Yesterday was Astra Carey’s birthday and today is the day in 1517 when Martin Luther nailed his 95 Theses to the church door in Wittenberg. I was thinking about both of these things as I spent Halloween for the first time ever as an “adult” at a nice dinner party — a popular activity this week. At the first I heard the latch snick shut too late, but tonight was surrounded by my fierce Teutonic guardians. Of course when I got home I watched Lars von Trier (earlier this week Melancholia and then tonight AntiChrist to keep in perspective how things actually are “broadcast from the outside in” [I am pretty sure that’s what that Maps lyric really says or at any rate I like it better].)

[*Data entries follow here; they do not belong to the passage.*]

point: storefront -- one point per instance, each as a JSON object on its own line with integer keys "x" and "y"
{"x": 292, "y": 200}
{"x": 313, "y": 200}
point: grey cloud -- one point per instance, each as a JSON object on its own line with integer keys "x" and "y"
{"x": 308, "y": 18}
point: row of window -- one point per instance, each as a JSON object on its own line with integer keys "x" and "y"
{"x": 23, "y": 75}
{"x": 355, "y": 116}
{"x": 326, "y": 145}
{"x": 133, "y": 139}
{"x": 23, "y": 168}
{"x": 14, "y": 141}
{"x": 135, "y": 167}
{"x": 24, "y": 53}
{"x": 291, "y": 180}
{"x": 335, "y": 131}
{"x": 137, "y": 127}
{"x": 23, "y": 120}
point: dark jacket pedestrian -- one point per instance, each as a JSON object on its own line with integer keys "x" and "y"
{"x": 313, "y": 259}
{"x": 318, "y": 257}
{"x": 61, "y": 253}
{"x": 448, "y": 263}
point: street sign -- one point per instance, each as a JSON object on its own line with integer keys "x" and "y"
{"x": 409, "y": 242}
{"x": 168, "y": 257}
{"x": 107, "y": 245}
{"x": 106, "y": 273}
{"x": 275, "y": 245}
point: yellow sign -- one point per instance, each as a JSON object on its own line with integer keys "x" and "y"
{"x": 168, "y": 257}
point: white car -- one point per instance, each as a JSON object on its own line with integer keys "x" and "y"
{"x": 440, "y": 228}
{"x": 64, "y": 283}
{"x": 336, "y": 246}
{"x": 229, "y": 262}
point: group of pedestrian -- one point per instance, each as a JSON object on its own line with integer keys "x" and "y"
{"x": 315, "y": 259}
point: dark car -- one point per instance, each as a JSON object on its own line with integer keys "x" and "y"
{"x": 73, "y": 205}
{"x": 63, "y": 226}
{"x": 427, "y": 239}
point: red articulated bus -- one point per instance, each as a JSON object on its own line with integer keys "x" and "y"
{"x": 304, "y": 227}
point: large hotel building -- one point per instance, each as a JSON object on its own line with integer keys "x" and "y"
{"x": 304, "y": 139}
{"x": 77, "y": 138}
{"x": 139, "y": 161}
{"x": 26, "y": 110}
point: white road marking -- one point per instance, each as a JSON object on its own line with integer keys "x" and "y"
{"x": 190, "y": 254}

In the exactly three months since I “resigned in protest” from the church I have not missed it at all. I had already spent all the years I can remember from a child just meditating and thinking about being this or that animal the entire duration of every service anyway, though I believed in the teachings about forgiveness, patience, love, charity and so on and appreciate communal rituals and think they are important. Of course I am completely skeptical of yuppies who claim to be “spiritual but not religious” as this is just a cop-out not to have to be bothered to go to a service. Of course now I am one of those people while I am figuring out how to implement “organized pantheism.”

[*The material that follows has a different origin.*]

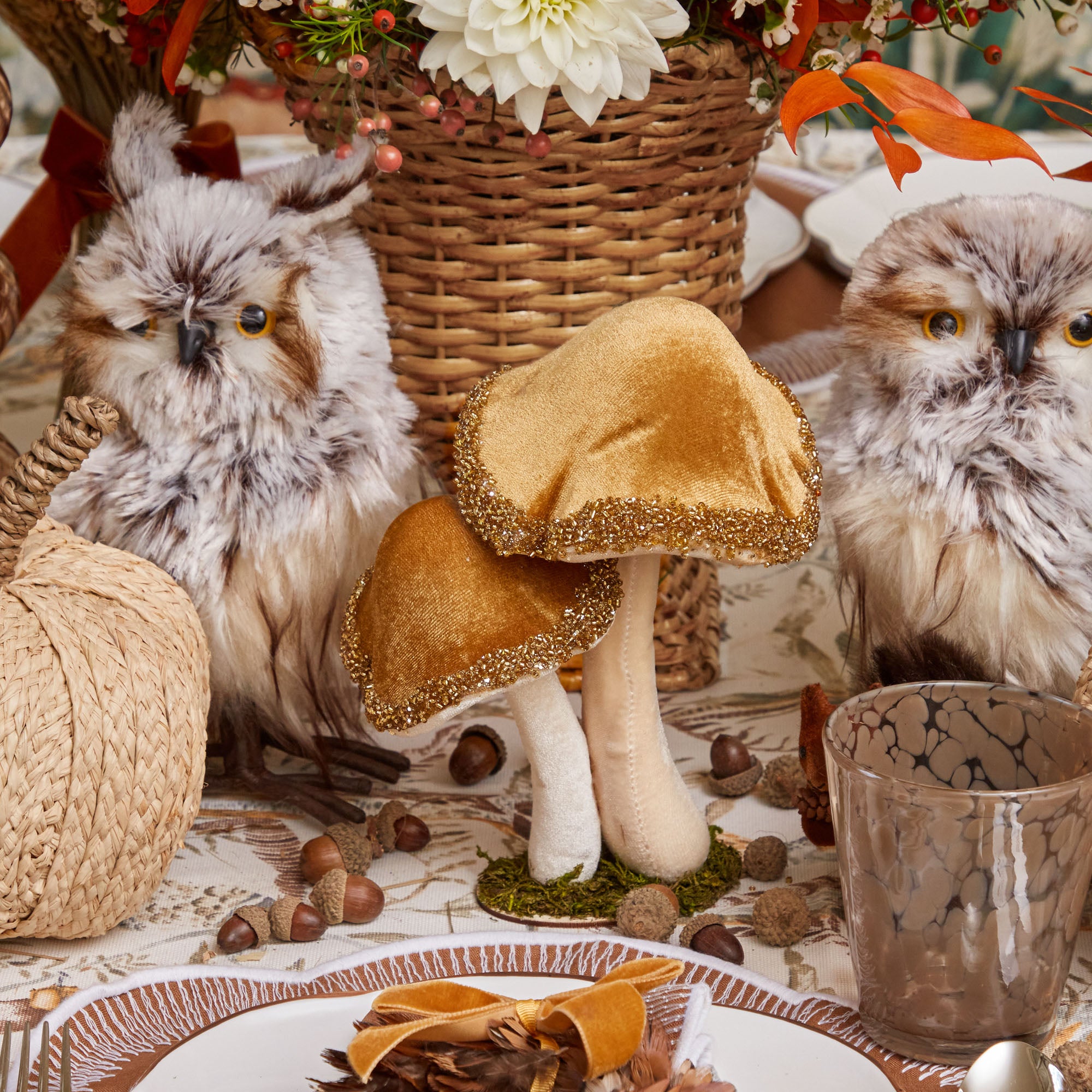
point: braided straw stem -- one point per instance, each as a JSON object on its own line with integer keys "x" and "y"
{"x": 66, "y": 444}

Toward the end of her life a relative was so upset and disgusted by the priest/child abuse situation – the horror itself of course but also the cover-ups – she was seriously investigating other religions, everything from the Anglican church to the Baha’i faith. She was a rational and methodical person but I understand now that this is a rational behavior – if – not in the historical abstract like the Borgias – actual people alive now who you know who are Catholic are deceitful, sadistic, unforgiving, abusive of the trust of those they hold power over and you are Catholic this generates a ?. So they have to go, or you do. Finally having such a personal revelation I was suddenly quick to voluntarily excuse myself.

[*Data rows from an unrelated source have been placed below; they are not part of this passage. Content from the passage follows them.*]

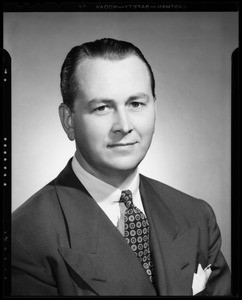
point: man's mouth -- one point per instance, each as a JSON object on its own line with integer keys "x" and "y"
{"x": 121, "y": 145}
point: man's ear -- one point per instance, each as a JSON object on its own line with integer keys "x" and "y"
{"x": 66, "y": 121}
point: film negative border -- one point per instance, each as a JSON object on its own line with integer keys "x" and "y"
{"x": 6, "y": 174}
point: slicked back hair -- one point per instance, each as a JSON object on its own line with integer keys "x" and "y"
{"x": 106, "y": 48}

But I am a little nostalgic today. I used to love not just Halloween but All Souls Day and All Saints Day. These days of obligation were taken very seriously in Belgium, almost as seriously as May Day: the trains, metros, stores, banks, postal service, schools – everything – would shut down and people spent the day walking from churches to the small graveyards beside the churches to the larger cemeteries. This was a solemn public ritual but I could tell other people felt similarly hopeful that perhaps the interceding saints, on this one day, would let the departed know how much we loved them still in life. I’m pretty sure my animal and human family members and my (sadly, many) friends who have died the past few years knew because, well, they did. But you never get to say everything, and you never know what is going to happen. Maybe the comforting thing about participatory rituals is that they make a reality.